Climate modelling is metaphysical enough without Dominionist and evangelical critics doing violence to reality by calling it a religion.

 

A  recent article  points instead to the  structural resemblance between 'Stay@home'  climate  computer  networking efforts,  and the cultural phenomenon of MORG's, Multi-player  Online  Role-playing  Games.


Scientific American  reports  climate activist  and  Planetary Society president  Bill  Nye, The  Science Guy  has  diverted  thousands  of home computers  linked in the  society's  search  for Extraterrestrial Intelligence into the virtual world of climate model intercomparison.

Citing Myles Allen of Oxford and U.K. Met Office head Peter Stott, SciAm says of the antrthropogenic weather attribution initiative  :
"The only thing needed to run it is people with a modicum of nerdiness who compete with each other to analyze the most signals and track their contributions on leaderboards... 
Kevin Trenberth, an atmospheric scientist at the National Center for Atmospheric Research...says, and some scientists agree, that attribution studies that use climate models do not work well for weather events that are local and dynamic—...
"The issue always is, how good is the model, how realistic is the model compared with the real world?" he said. "With some of the work that is being done in the U.S., especially with regard to NOAA, a lot of the stuff which is being done is too heavily oriented toward the model, and the model isn’t good enough.

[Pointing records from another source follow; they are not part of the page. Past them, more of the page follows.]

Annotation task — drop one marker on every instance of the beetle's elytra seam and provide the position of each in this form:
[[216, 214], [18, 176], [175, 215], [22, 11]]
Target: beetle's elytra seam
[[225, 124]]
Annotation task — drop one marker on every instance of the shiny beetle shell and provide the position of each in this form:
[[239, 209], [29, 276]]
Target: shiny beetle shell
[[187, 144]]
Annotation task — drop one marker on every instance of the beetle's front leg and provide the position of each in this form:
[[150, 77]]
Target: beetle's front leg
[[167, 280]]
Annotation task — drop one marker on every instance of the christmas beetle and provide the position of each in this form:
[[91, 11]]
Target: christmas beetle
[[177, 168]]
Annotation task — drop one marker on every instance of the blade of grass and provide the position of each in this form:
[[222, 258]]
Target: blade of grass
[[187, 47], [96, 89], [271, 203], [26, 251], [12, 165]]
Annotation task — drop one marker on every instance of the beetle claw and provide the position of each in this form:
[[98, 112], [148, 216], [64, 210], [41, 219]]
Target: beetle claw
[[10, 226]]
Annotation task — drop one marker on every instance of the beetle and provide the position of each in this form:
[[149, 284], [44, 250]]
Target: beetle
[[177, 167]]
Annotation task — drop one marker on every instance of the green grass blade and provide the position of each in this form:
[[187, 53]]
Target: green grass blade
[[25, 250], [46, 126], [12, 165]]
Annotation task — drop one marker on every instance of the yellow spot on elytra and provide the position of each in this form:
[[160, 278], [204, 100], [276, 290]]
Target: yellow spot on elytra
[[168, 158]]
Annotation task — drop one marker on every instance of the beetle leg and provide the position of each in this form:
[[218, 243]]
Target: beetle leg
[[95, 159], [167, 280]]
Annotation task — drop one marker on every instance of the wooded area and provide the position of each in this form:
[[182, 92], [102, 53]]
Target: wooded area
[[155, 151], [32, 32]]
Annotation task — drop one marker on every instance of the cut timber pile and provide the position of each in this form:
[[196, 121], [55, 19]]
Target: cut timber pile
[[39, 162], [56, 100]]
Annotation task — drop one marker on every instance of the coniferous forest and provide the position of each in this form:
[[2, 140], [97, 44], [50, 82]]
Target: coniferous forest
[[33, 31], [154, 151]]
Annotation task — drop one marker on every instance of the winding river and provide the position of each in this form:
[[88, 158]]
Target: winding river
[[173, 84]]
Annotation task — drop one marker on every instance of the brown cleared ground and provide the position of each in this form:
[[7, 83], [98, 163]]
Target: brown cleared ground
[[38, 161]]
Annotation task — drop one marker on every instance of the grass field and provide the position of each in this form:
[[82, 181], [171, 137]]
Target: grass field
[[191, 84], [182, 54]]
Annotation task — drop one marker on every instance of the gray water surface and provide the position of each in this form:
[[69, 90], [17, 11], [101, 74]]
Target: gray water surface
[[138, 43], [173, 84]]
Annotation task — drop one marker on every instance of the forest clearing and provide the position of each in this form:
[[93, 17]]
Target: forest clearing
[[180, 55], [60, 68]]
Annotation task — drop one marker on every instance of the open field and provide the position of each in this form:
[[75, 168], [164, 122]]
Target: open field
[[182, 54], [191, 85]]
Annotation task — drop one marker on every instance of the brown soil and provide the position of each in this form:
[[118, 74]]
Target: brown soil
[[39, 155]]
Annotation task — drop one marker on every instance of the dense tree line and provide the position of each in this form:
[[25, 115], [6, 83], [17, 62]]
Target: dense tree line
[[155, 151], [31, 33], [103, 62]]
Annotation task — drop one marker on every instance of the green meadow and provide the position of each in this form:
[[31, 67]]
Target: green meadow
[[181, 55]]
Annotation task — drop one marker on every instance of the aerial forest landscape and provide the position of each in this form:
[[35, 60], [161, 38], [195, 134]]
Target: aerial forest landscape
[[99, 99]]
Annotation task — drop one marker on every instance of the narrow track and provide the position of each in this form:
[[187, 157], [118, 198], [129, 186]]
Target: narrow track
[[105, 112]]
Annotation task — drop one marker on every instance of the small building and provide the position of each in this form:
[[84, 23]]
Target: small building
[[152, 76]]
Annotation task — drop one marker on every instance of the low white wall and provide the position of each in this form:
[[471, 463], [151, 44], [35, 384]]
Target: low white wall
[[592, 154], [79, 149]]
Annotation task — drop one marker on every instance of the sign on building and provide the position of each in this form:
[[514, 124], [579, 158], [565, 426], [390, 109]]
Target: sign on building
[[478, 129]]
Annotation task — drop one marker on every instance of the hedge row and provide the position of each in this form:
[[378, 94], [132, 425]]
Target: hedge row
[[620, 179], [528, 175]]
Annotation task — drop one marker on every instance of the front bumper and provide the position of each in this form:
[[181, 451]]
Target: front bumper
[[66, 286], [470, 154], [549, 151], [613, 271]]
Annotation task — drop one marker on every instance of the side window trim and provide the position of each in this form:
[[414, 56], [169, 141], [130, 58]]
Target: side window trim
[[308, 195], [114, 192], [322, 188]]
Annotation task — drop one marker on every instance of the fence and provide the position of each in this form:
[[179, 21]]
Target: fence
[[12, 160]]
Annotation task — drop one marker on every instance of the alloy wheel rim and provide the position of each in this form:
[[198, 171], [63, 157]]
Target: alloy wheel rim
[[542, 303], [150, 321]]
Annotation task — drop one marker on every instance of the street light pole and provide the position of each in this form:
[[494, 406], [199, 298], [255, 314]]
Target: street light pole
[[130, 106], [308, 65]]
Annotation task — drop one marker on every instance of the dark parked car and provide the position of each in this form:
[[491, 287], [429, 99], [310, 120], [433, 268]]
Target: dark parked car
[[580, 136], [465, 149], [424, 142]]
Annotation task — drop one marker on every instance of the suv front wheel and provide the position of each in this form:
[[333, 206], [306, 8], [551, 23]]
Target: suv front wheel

As a result, the statements are not reliable for the real world."
Attribution scientists are aware of the limitations, of course. They choose their models carefully, layer different approaches and stress the limits of their knowledge. They often emphasize caveats with statements like, "It is a single model, or a single methodology." But sometimes, they don’t. 
The general public probably does not understand the nuance, acknowledged Stephanie Herring, an attribution scientist at NOAA’s National Centers for Environmental Information.

Back when supercomputers where rare and  expensive and networking idle PC's made excellent sense, my late physics mentor Phil Morrison was happy to let SETI  run on his own home computer. But in the decades since, Moore's Law has driven the cost of number crunching down by a factor of a million. Bill Nye  might ask himself if PC disaster fishing is intellectually serious, or an exercise in performance art.